I don't understand shuffle progress

2013-09-17 Thread Juan Manuel Formoso
I am running shuffle on a cluster after upgrading to 1.2.X, and I don't
understand how to check progress.

I'm counting the lines of cassandra-shuffle ls, and it decreases VERY
slowly. Sometimes not at all after 24 hours of processing.

Is that value accurate? Does the shuffle operation supports
disabling/re-enabling (or restarting the cluster) and resuming from the
last position? Or does it start over?

-- 
*Juan Manuel Formoso
*Senior Geek
http://twitter.com/juanformoso
http://seniorgeek.com.ar
LLAP


Re: I don't understand shuffle progress

2013-09-17 Thread Juan Manuel Formoso
> If your shuffle succeeds, you will be the first reported case of
shuffle succeeding on a non-test cluster.

Awesome! :O

I'll try to migrate to a new cluster then.

Any better alternatives than creating a small application that reads from
one cluster and inserts in the new one that anybody can suggest?

On Tuesday, September 17, 2013, Robert Coli wrote:

> On Tue, Sep 17, 2013 at 12:13 PM, Juan Manuel Formoso 
> 
> >wrote:
>
> > I am running shuffle on a cluster after upgrading to 1.2.X, and I don't
> > understand how to check progress.
> >
>
> If your shuffle succeeds, you will be the first reported case of shuffle
> succeeding on a non-test cluster. Until I hear a report of someone having
> real world success, I recommend against using shuffle.
>
> If you want to enable vnodes on a cluster with existing data, IMO you
> should fork writes and bulk load a replacement cluster.
>
>
> > I'm counting the lines of cassandra-shuffle ls, and it decreases VERY
> > slowly. Sometimes not at all after 24 hours of processing.
> >
>
> I have heard reports of shuffle taking an insanely long amount of time,
> such as this, as well.
>
>
> > Is that value accurate?
> >
>
> Probably.
>
>
> > Does the shuffle operation supports disabling/re-enabling (or restarting
> > the cluster) and resuming from the last position?
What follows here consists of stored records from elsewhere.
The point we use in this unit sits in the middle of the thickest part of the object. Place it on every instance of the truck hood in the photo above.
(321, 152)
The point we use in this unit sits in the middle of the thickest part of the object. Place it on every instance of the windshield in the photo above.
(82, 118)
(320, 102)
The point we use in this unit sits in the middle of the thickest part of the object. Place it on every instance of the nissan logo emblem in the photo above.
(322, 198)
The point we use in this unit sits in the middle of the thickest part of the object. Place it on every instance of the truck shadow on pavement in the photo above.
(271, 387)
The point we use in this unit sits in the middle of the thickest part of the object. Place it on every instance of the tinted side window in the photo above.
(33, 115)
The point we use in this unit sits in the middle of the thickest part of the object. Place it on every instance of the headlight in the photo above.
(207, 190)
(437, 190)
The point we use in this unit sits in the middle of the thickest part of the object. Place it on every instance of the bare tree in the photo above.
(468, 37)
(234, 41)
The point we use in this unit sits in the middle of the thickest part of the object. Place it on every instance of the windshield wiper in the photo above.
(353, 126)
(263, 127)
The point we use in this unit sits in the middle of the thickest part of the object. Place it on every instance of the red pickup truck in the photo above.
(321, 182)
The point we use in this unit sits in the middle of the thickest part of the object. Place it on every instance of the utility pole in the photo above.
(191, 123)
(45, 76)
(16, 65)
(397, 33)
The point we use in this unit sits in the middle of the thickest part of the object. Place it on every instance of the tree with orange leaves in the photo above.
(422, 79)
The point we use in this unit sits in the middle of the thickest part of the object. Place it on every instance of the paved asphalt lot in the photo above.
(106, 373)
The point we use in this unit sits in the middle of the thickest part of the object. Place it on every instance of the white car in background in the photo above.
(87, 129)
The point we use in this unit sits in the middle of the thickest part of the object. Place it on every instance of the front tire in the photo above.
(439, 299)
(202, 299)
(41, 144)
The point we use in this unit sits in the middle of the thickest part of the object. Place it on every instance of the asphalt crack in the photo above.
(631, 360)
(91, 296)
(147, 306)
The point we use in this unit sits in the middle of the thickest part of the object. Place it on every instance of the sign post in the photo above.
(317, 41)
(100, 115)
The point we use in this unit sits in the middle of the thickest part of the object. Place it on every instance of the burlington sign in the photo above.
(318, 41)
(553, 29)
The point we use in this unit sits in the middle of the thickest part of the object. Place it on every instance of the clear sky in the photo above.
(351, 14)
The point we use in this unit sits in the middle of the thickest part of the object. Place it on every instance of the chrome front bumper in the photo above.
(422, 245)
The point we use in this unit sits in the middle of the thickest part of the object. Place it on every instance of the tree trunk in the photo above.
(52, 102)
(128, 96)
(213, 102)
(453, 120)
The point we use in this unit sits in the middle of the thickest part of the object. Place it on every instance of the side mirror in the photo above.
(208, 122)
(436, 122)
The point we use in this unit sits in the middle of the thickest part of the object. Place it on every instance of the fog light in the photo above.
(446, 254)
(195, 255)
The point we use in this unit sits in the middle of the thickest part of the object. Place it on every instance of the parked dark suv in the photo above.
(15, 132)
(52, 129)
Or does it start over?
> >
>
> Yes, via the arguments "enable" and "disable". "clear" is what you use if
> you want to clear the queue and start over.
>
> Note that once you have started shuffle, you don't want to add/remove a
> node until the shuffle is complete.
>
> https://issues.apache.org/jira/browse/CASSANDRA-5525
>
> =Rob
>


-- 
*Juan Manuel Formoso
*Senior Geek
http://twitter.com/juanformoso
http://seniorgeek.com.ar
LLAP


How can I switch from multiple disks to a single disk?

2013-09-17 Thread Juan Manuel Formoso
Because I ran out of space when shuffling, I was forced to add multiple
disks on my Cassandra nodes.

When I finish compacting, cleaning up, and repairing, I'd like to remove
them and return to one disk per node.

What is the procedure to make the switch?
Can I just kill cassandra, move the data from one disk to the other, remove
the configuration for the second disk, and re-start cassandra?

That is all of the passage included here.